Posted by Admin on March 27, 2011

http://www.globalresearch.ca/index.php?context=va&aid=23985

by David Wilson

Global Research, March 27, 2011

“[uranium tipped missiles] fit the description of a dirty bomb in every way… I would say that it is the perfect weapon for killing lots of people.” Marion Falk, chemical physicist (retd), Lawrence Livermore Lab, California, USA

In the first 24 hours of the Libyan attack, US B-2s dropped forty-five 2,000-pound bombs. These massive bombs, along with the Cruise missiles launched from British and French planes and ships, all contained depleted uranium (DU) warheads.

DU is the waste product from the process of enriching uranium ore. It is used in nuclear weapons and reactors. Because it is a very heavy substance, 1.7 times denser than lead, it is highly valued by the military for its ability to punch through armored vehicles and buildings. When a weapon made with a DU tip strikes a solid object like the side of a tank, it goes straight through it, then erupts in a burning cloud of vapor. The vapor settles as dust, which is not only poisonous, but also radioactive.

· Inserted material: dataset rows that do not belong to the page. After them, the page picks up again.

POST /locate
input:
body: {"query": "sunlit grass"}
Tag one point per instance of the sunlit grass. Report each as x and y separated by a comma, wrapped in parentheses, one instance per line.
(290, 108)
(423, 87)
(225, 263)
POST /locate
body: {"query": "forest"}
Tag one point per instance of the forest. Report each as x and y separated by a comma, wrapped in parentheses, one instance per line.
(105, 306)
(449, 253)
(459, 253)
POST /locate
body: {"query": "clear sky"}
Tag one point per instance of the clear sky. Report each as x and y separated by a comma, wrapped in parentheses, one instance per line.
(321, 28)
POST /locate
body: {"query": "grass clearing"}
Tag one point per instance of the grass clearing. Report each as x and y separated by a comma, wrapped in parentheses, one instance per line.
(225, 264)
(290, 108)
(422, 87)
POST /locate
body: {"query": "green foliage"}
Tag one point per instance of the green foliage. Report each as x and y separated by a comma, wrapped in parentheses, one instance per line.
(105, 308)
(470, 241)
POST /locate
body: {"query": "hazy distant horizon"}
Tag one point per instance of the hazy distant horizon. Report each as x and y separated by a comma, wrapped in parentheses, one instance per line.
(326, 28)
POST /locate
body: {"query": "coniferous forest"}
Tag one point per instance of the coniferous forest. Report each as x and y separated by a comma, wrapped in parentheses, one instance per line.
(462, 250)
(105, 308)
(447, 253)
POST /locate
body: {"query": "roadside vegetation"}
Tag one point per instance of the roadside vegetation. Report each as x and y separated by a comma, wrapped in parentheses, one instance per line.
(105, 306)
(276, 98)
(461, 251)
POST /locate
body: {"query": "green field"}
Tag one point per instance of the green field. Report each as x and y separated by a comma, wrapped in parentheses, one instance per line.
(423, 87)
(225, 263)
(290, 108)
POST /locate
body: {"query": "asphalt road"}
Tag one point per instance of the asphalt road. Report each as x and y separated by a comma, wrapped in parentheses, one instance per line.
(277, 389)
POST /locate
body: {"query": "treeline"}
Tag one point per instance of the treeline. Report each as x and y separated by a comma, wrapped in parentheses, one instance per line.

An impacting DU missile burns at 10,000 degrees C. When it strikes a target, 30% fragments into shrapnel. The remaining 70% vaporises into three highly-toxic oxides, including uranium oxide. This black dust remains suspended in the air and, according to wind and weather, can travel over great distances. If you think Iraq and Libya are far away, remember that radiation from Chernobyl reached Wales.

Particles less than 5 microns in diameter are easily inhaled and may remain in the lungs or other organs for years. Internalized DU can cause kidney damage, cancers of the lung and bone, skin disorders, neurocognitive disorders, chromosome damage, immune deficiency syndromes and rare kidney and bowel diseases. Pregnant women exposed to DU may give birth to infants with genetic defects. Once the dust has vaporised, don’t expect the problem to go away soon. As an alpha particle emitter, DU has a half life of 4.5 billion years.

In the ‘shock and awe’ attack on Iraq, more than 1,500 bombs and missiles were dropped on Baghdad alone. Seymour Hersh has claimed that the US Third Marine Aircraft Wing alone dropped more than “five hundred thousand tons of ordnance”. All of it DU-tipped.

Al Jazeera reported that invading US forces fired two hundred tons of radioactive material into buildings, homes, streets and gardens of Baghdad. A reporter from the Christian Science Monitor took a Geiger counter to parts of the city that had been subjected to heavy shelling by US troops. He found radiation levels 1,000 to 1,900 times higher than normal in residential areas. With its population of 26 million, the US dropped a one-ton bomb for every 52 Iraqi citizens or 40 pounds of explosives per person.

William Hague has said that we are in Libya ” to protect civilians and civilian-populated areas”.You don’t have to look far for who and what are being ‘protected’.

In that first 24 hours the ‘Allies’ ‘expended’ £100 million on DU-tipped ordnance. The European Union’s arms control report said member states issued licences in 2009 for the sale of £293.2 million worth of weapons and weapons systems to Libya. Britain issued arms firms licences for the sale of £21.7 million worth of weaponry to Libya and were also paid by Colonel Gadaffi to send the SAS to train his 32nd Brigade.

For the next 4.5 billion years, I’ll bet that William Hague will not be holidaying in North Africa.